Waning consumer enthusiasm, however, is hardly limited to Starbucks, analysts told ABC News.

Consumer spending in the U.S. slowed markedly at the outset of this year when compared with the final months of 2023, according to U.S. Commerce Department data released last week.

The trend coincided with stubborn inflation and a spike in credit card debt, suggesting challenges faced by consumers as they navigate rapid price increases and expensive borrowing costs.

The sluggish spending has weighed on restaurant brands beyond Starbucks. Fast-food giant McDonald’s reported a slowdown in sales earlier this month, as did KFC and Pizza Hut, both of which are owned by Yum Brands.

“When you see it happening at companies outside of Starbucks, that’s when it becomes a broader worry that you’re concerned about,” Michael Jones, an economics professor at the University of Cincinnati, told ABC News.

Starbucks, meanwhile, has encountered some specific challenges amid the wider consumer slowdown.

The company has struggled to sustain a surge in business experienced during the pandemic, when customers flocked to the Starbucks app flush with federal stimulus money and largely unable to dine at restaurants, Cait Lamberton, professor of marketing at the University of Pennsylvania’s Wharton School, told ABC News.

“Starbucks accommodated a global challenge with a solution that worked really well for a time, but they have to fundamentally rethink the value they offer so they don’t become a quick-service fast-food place,” Lamberton said.

“Starbucks could charge a premium because it’s a little bit special,” Lamberton added of the company’s pandemic pricing. “Now, they’re charging $6.50 for people to walk in and walk out 10 seconds later.”

The company has also faced negative publicity centered on a dispute with the labor union Workers United regarding the Israel-Hamas war.

Starbucks sued the union in October after the labor organization, which represents food-service workers, posted a since-deleted message on X expressing solidarity with Palestinians.
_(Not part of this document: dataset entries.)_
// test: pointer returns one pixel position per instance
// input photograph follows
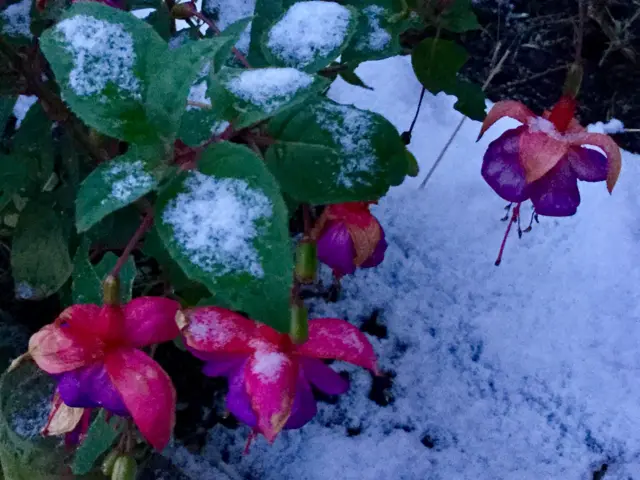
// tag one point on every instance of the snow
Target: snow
(215, 222)
(16, 19)
(127, 179)
(351, 130)
(229, 12)
(22, 106)
(102, 54)
(378, 37)
(307, 31)
(269, 88)
(525, 371)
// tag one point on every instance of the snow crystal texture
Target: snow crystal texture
(269, 88)
(528, 371)
(307, 31)
(215, 222)
(102, 53)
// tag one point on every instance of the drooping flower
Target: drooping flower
(543, 159)
(269, 376)
(349, 237)
(94, 354)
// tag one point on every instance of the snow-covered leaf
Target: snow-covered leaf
(310, 35)
(331, 153)
(261, 93)
(117, 183)
(40, 260)
(226, 225)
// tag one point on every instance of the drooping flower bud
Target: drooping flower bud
(124, 468)
(299, 329)
(306, 261)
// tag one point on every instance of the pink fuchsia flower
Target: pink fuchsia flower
(269, 376)
(543, 159)
(349, 237)
(94, 354)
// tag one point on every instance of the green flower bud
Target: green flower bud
(124, 468)
(306, 261)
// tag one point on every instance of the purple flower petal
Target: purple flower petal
(501, 167)
(238, 401)
(588, 164)
(304, 404)
(378, 254)
(323, 377)
(335, 249)
(556, 194)
(90, 387)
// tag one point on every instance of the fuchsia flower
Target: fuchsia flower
(543, 159)
(348, 236)
(94, 354)
(268, 375)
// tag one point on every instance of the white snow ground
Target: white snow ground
(524, 371)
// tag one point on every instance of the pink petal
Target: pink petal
(57, 350)
(147, 392)
(334, 338)
(150, 320)
(217, 330)
(506, 108)
(611, 150)
(539, 153)
(270, 379)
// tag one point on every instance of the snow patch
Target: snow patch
(16, 19)
(309, 30)
(102, 54)
(215, 222)
(351, 129)
(269, 88)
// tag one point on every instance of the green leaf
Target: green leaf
(100, 437)
(286, 45)
(459, 17)
(261, 93)
(117, 183)
(436, 63)
(226, 225)
(39, 255)
(105, 81)
(331, 153)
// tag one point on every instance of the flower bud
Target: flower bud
(111, 291)
(299, 329)
(124, 468)
(306, 261)
(109, 462)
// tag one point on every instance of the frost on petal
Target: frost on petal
(556, 194)
(102, 54)
(268, 88)
(270, 380)
(217, 330)
(58, 350)
(501, 167)
(506, 108)
(351, 129)
(539, 153)
(215, 222)
(307, 31)
(337, 339)
(150, 320)
(147, 392)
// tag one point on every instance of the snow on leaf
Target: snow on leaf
(16, 19)
(269, 88)
(215, 221)
(309, 30)
(350, 129)
(102, 53)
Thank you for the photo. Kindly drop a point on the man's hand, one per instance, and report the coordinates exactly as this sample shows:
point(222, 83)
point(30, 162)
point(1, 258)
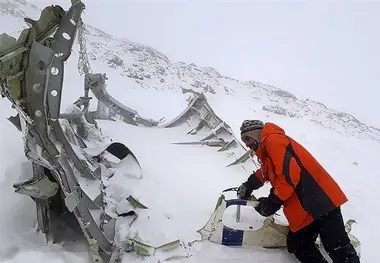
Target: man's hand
point(268, 205)
point(244, 192)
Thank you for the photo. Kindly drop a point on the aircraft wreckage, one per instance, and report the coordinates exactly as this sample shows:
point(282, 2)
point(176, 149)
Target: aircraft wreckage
point(66, 149)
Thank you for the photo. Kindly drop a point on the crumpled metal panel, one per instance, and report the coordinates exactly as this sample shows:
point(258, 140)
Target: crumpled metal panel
point(12, 50)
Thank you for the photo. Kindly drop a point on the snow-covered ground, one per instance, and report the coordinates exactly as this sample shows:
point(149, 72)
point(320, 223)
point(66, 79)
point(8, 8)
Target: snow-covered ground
point(181, 183)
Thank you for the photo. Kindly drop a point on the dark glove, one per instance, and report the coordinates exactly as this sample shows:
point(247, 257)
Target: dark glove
point(268, 205)
point(244, 191)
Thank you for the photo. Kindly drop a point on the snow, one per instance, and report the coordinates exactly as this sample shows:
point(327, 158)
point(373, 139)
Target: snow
point(181, 183)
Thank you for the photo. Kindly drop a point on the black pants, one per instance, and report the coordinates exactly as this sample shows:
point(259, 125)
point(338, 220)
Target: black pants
point(333, 236)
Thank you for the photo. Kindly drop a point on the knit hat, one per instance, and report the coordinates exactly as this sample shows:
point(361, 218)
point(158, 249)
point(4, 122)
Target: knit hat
point(251, 128)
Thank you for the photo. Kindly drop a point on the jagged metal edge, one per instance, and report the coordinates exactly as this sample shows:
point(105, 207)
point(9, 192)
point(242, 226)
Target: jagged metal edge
point(42, 108)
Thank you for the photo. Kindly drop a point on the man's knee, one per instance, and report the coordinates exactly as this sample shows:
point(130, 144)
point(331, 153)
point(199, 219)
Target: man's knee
point(292, 242)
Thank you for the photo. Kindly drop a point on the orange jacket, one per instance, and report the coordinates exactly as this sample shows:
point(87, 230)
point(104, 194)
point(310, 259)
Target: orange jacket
point(305, 187)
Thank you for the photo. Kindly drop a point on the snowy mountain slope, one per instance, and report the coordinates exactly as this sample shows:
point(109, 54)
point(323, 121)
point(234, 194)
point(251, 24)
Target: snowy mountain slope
point(151, 69)
point(185, 190)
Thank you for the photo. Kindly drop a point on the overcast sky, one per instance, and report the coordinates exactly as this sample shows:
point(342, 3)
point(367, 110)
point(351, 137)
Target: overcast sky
point(328, 52)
The message from the union subsequently triggered calls to boycott Starbucks, because some appeared to mistake the union’s position for that of the company.

In response to ABC News’ previous request for comment on the dispute, Starbucks pointed to a statement on the company’s website.

“As the violence against the innocent in the region continues, some people are mistakenly tying these remarks to us, because Workers United and its affiliates and members continue to use our name, logo and intellectual property,” Starbucks said.

Workers United, which represents workers at roughly 400 unionized Starbucks locations, has negatively affected perceptions of the company through strikes and other labor actions, Nick Setyan, an analyst at Wedbush, told ABC News. The two sides are currently engaged in contract negotiations after reaching an agreement to restart talks in February.

“Historically, Starbucks has been billed as forward-looking and liberal,” Setyan said. “When you’re at war with a labor union, it doesn’t necessarily jibe with your brand identity.”

After acknowledging economy-wide and Starbucks-specific causes of the sales slump, Wang said the difficult times for the company may not change anytime soon.

“My expectation is that this will continue at Starbucks for an extended period of time,” Wang said. “I don’t think it will stop.”